Quand Zootoopie rencontre Bojack Horseman
Pablo Berger encadre son histoire dans une esthétique familiale – un style 2D accessible avec des palettes de couleurs apaisantes – afin de mieux surprendre le public par les dures réalités de son conte sur le développement personnel. L’une des plus grandes forces de ce Cheval de Troie artistique est qu’il transcende le langage pour créer une expérience émotionnelle sans paroles. La musique – élément central du récit – vient vernir le tout, se faisant la voix et l’introspection des personnages. De ce fait, il aiguise nos sens, et recentre l’attention du spectateur sur la communication émotionnelle des personnages à travers leurs expressions et leur body language.
Malgré des moments dévastateurs, le film offre une comédie bien dosée qui fait le lien entre de nombreuses séquences douces-amères et en vignettes.
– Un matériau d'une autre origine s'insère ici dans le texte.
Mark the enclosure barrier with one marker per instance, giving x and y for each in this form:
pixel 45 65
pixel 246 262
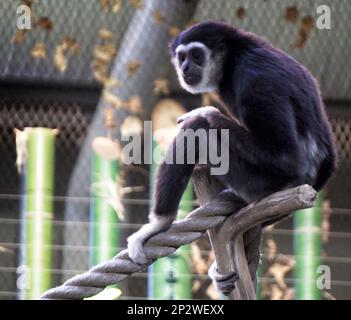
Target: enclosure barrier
pixel 38 210
pixel 206 217
pixel 308 247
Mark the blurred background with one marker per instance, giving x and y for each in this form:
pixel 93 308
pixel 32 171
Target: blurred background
pixel 97 68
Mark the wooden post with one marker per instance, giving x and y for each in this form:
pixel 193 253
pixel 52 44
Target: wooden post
pixel 227 239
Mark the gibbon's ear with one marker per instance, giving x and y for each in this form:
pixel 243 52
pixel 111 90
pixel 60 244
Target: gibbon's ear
pixel 222 46
pixel 172 46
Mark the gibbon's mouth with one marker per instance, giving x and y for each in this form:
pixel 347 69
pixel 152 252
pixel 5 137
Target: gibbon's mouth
pixel 191 79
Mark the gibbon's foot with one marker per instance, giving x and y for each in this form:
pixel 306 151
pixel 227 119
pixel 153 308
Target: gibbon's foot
pixel 224 283
pixel 136 240
pixel 199 112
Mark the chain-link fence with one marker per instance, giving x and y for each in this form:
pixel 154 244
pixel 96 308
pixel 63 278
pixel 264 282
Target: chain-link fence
pixel 39 89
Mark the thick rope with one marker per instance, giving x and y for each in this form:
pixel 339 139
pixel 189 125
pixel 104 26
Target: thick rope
pixel 183 232
pixel 121 266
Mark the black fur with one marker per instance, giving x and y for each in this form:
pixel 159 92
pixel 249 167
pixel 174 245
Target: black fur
pixel 283 138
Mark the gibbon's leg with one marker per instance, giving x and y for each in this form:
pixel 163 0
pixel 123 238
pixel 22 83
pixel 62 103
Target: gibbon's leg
pixel 172 179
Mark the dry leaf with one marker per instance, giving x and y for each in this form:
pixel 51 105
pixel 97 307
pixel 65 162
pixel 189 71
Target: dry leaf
pixel 240 13
pixel 133 67
pixel 159 18
pixel 117 6
pixel 44 23
pixel 111 82
pixel 39 50
pixel 105 34
pixel 137 4
pixel 161 86
pixel 105 5
pixel 291 14
pixel 71 45
pixel 60 59
pixel 174 31
pixel 19 36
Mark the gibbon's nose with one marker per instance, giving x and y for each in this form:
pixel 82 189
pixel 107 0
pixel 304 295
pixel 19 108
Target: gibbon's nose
pixel 185 68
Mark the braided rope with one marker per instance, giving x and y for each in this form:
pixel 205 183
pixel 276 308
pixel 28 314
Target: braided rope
pixel 180 233
pixel 121 266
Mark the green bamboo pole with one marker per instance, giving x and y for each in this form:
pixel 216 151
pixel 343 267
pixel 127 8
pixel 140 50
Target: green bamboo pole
pixel 308 246
pixel 38 211
pixel 170 277
pixel 104 232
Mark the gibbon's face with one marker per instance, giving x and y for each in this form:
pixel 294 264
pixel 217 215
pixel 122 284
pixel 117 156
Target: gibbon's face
pixel 197 70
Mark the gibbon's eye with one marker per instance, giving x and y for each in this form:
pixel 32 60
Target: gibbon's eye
pixel 197 55
pixel 181 57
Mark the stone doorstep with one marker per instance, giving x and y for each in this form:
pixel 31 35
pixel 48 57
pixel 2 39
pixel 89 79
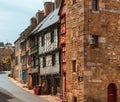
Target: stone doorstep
pixel 49 98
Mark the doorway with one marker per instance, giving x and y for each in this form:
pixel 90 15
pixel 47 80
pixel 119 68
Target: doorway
pixel 112 95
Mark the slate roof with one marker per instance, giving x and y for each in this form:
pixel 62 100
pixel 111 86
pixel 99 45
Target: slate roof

Il troque audacieusement le slapstick – qui habituellement va de pair avec l’animation muette – contre un humour mélancolique et ironique semblable à celui d’une bande dessinée de Snoopy. Mon Ami Robot fait preuve d’une tonalité originale et indépendante, rappelant des oeuvres comme Her ou la trilogie Before.
La ville qui ne dort jamais
La direction artistique de José Luis Ágreda crée une atmosphère authentique qui illustre la beauté de New York et les émotions qu’elle suscite, qu’il s’agisse de solitude ou de joie partagée. Chaque plan large ou d’ensemble des extérieurs animés de la ville est assourdissant de réalisme. Ils sont composés de contours fins, comme les planches d’une bande dessinée. Pourtant, le film parvient à saisir tous les coins et recoins naturels de l’arrière-plan au cours d’amples séquences dans des lieux remarquables tels que Central Park.
Le film s’inspire énormément de la culture des années 80 sans pour autant s’y complaire, et en profite pour rendre hommage à des oeuvres qui vont venir parsemer le récit, que ce soit via des clins d’oeil ou des clés qui servent la narration et l’alchimie entre les personnages. Très tôt dans le récit, Dog va présenter à son nouvel ami Le Magicien d’Oz, ce qui donnera lieu à un bel hommage et à un numéro de danse qui ravira les connaisseurs et les amateurs.
Les robots rêvent-ils de moutons électriques ?
Le titre anglophone, Robot Dreams, fait écho aux rêveries qui vont habiter Robot pendant la seconde partie du film. Nous plongeant dans une sorte d’Inception, on remet sans cesse en question ce que nous avons vu dans les scènes précédentes. Un ascenseur émotionnel qui risque d’en dérouter plus d’un, avec un dénouement qui prend à contre-pied nos attentes.
Aussi rafraîchissant que soit le film, il faut avouer que la seconde moitié semble un peu trop étirée pour son propre bien. Certaines séquences oniriques liées au personnage de Robot sont plus longues qu’elles ne le devraient, provoquant un ennui poli. Cela étant dit, en faisant du temps et des rêves les antagonistes du film, Berger nous offre l’une des réalités les plus difficiles de notre vie : que pouvons-nous faire, si ce n’est sans cesse aller de l’avant pour trouver de nouveaux compagnons avec qui partager de nouvelles chansons ?
Poétique, musical et nostalgique, tant dans son cadre que dans sa narration, Mon Ami Robot est une jolie expérience cinématographique, avec une riche réflexion sur l’amitié et l’amour, racontée avec maturité et sincérité. À destination des petits comme des grands, le film fait l’éloge de ceux qui sont partis et célèbre les souvenirs qu’ils ont laissés derrière eux.